Working with Mike’s revised route the Garmin GPS led us on progressively smaller roads and we misunderstood directions given to us by the friendly locals. The final straw before turning around was after we went through a small water crossing/mud wallow and saw the road peter-out into a steep track with grass growing in the tire ruts. We were supposed to be going to an area that busses and trucks can easily get to and it would be impossible for any bus/truck to go this way. We u-turned and rode back through the tiny village yet again. This time we saw Ducati’s doppelganger Chihuahua who barked at us in a startlingly familiar dog voice. We are sure it was Ducati’s spirit telling us hello and to confirm our butts got turned around in the right direction. We eventually found our way into Monte Verde and it was the misty green Shangri-La we were hoping for.
One evening we took a guided “night” hike through the cloud forest. While we didn’t see any mammals we did see lots of critters ranging from giant spiders, to sleeping birds, to frogs and salamanders, and finally a scorpion waiting for us at the ranger station at the conclusion of the hike. Touristy things, while being expensive, are fun and we are usually glad we decided to spend the money on an organized activity, at least once in a while.

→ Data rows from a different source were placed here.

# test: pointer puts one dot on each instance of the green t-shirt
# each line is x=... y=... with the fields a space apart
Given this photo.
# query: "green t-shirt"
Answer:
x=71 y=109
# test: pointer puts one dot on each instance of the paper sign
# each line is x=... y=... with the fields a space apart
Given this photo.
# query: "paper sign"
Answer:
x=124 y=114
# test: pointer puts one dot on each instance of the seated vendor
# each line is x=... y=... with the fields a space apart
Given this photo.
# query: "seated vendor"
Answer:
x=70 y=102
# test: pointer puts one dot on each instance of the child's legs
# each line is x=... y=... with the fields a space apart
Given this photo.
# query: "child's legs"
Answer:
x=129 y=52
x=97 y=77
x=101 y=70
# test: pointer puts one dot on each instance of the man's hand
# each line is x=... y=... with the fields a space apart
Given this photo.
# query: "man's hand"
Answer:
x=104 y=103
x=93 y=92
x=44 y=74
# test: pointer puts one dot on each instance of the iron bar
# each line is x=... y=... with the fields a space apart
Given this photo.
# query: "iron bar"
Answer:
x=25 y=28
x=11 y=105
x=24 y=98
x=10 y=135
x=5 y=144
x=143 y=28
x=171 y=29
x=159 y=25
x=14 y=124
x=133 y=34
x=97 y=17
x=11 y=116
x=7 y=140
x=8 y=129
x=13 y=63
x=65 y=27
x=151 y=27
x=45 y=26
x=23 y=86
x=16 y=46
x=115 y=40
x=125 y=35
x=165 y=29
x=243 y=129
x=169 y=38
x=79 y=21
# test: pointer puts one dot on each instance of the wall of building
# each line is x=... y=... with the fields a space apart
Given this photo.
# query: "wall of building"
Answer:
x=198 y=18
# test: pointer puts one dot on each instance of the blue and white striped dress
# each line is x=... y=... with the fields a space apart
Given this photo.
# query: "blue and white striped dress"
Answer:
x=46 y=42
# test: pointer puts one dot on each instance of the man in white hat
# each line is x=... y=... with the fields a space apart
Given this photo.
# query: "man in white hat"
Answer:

We could have camped longer in Monte Verde but we received a challenge by email from our road family – Mick and Chris (Intrepid for 10 Minutes) to meet them on Osa Peninsula for some two-up riding on our bikes to explore the remote areas. We accepted the challenge, but in the end, we weaseled out of the deal and were able to get Mick and Chris to drive us around the Peninsula in their Land Cruiser while Zippy and the Black Donkey relaxed in camp, nice!
Osa Peninsula is a wild and protected area in Costa Rica but we were able to drive out to lands end before the road peters out. We saw more exotic wildlife here than we did in all the rest of Central America combined. If you like jungle, deserted beaches, and tropical wildlife the Osa Peninsula should be on your 2:00 AM booty call list.
And saving the “not best” for last, onwards to our final Central American country – Panama! – we left Costa Rica after 10-nights and are ready for South America. Sorry Panama but no love for you, we are ready to get the hell out of Central America.